Amazon themselves sold me this sapphire ring (
[https://www.amazon.com/gp/product/B00OJ2BS10/](https://www.amazon.com/gp/product/B00OJ2BS10/)
) for $6. As I type this, they're charging $35 for it. It's the same product
and the same vendor; the price varies intentionally.

------
gizmo686
I just noticed something simmilar to this [0], with three sellers offering a
book for $1,499.95 (new), $1,634.06 (used), $3,361.91 (used) (plus shipping,
of course).

The book itself has other listings, such as [1] for as low as $14.76 used, or
[2] for $37.28 new [0] [https://www.amazon.com/gp/offer-
listing/B015X4RCD0/ref=sr_1_...](https://www.amazon.com/gp/offer-
listing/B015X4RCD0/ref=sr_1_3_olp?s=books&ie=UTF8&qid=1517096469&sr=1-3&keywords=English+Words%3A+A+Linguistic+Introduction+by+Heidi+Harley)
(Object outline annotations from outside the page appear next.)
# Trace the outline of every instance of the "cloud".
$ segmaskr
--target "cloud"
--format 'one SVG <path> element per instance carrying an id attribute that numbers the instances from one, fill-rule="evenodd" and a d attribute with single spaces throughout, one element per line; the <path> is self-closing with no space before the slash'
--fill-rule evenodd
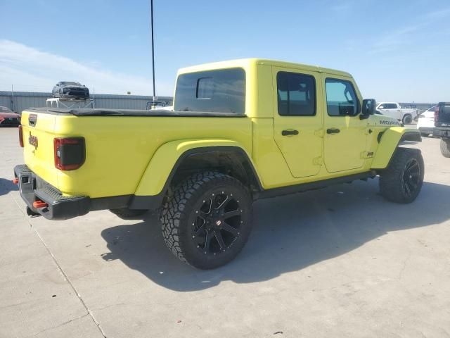
<path id="1" fill-rule="evenodd" d="M 49 92 L 58 81 L 78 81 L 96 93 L 151 95 L 150 78 L 102 69 L 70 58 L 41 51 L 10 40 L 0 40 L 0 90 Z M 172 86 L 158 83 L 160 95 L 172 94 Z"/>
<path id="2" fill-rule="evenodd" d="M 417 35 L 420 30 L 432 25 L 436 19 L 442 18 L 449 15 L 450 15 L 450 8 L 425 13 L 423 18 L 417 23 L 404 26 L 379 37 L 373 44 L 371 54 L 392 51 L 401 49 L 410 44 L 413 36 Z"/>

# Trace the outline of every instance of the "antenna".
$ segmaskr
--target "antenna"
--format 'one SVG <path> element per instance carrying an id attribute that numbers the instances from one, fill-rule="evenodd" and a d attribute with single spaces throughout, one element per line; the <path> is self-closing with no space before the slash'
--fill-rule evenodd
<path id="1" fill-rule="evenodd" d="M 156 97 L 156 88 L 155 87 L 155 40 L 153 38 L 153 0 L 150 2 L 151 12 L 151 27 L 152 27 L 152 69 L 153 75 L 153 104 L 156 104 L 158 98 Z"/>

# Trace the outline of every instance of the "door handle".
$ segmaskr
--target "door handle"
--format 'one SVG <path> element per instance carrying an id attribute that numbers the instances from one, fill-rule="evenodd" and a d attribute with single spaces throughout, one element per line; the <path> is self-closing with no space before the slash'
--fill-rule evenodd
<path id="1" fill-rule="evenodd" d="M 283 136 L 298 135 L 298 130 L 290 129 L 288 130 L 283 130 L 281 132 Z"/>
<path id="2" fill-rule="evenodd" d="M 330 128 L 326 130 L 327 134 L 338 134 L 340 132 L 340 130 L 338 128 Z"/>

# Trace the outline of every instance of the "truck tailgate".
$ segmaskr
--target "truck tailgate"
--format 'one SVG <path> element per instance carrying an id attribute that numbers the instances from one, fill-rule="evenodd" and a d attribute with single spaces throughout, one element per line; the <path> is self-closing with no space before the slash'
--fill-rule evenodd
<path id="1" fill-rule="evenodd" d="M 53 139 L 56 115 L 24 111 L 21 123 L 25 164 L 51 185 L 58 187 Z"/>

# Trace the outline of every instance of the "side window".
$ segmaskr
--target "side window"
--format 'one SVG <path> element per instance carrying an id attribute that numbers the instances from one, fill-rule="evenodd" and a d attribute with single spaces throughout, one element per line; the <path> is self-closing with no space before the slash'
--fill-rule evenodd
<path id="1" fill-rule="evenodd" d="M 316 115 L 316 80 L 314 76 L 278 72 L 276 75 L 276 86 L 279 115 Z"/>
<path id="2" fill-rule="evenodd" d="M 326 108 L 330 116 L 354 116 L 359 113 L 359 102 L 349 81 L 325 80 Z"/>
[1] [https://www.amazon.com/English-Words-Linguistic-
Introduction...](https://www.amazon.com/English-Words-Linguistic-
Introduction-2006-05-12/dp/B01NH09YOM/ref=sr_1_2?s=books&ie=UTF8&qid=1517096469&sr=1-2&keywords=English+Words%3A+A+Linguistic+Introduction+by+Heidi+Harley)

[2] [https://www.amazon.com/English-Words-Introduction-Heidi-
Harl...](https://www.amazon.com/English-Words-Introduction-Heidi-
Harley/dp/0631230327/ref=sr_1_1?s=books&ie=UTF8&qid=1517096469&sr=1-1&keywords=English+Words%3A+A+Linguistic+Introduction+by+Heidi+Harley)

------
dantillberg
This makes me wonder if it might be possible, for certain commodities, to buy
out the entire market (across all retail websites) and immediately offer the
items for resale at a higher price in order to expose naked offers. Though
unlike doing the same on commodities exchanges, it would probably never be a
profitable enterprise, as these naked sellers will simply cancel orders they
can't fill.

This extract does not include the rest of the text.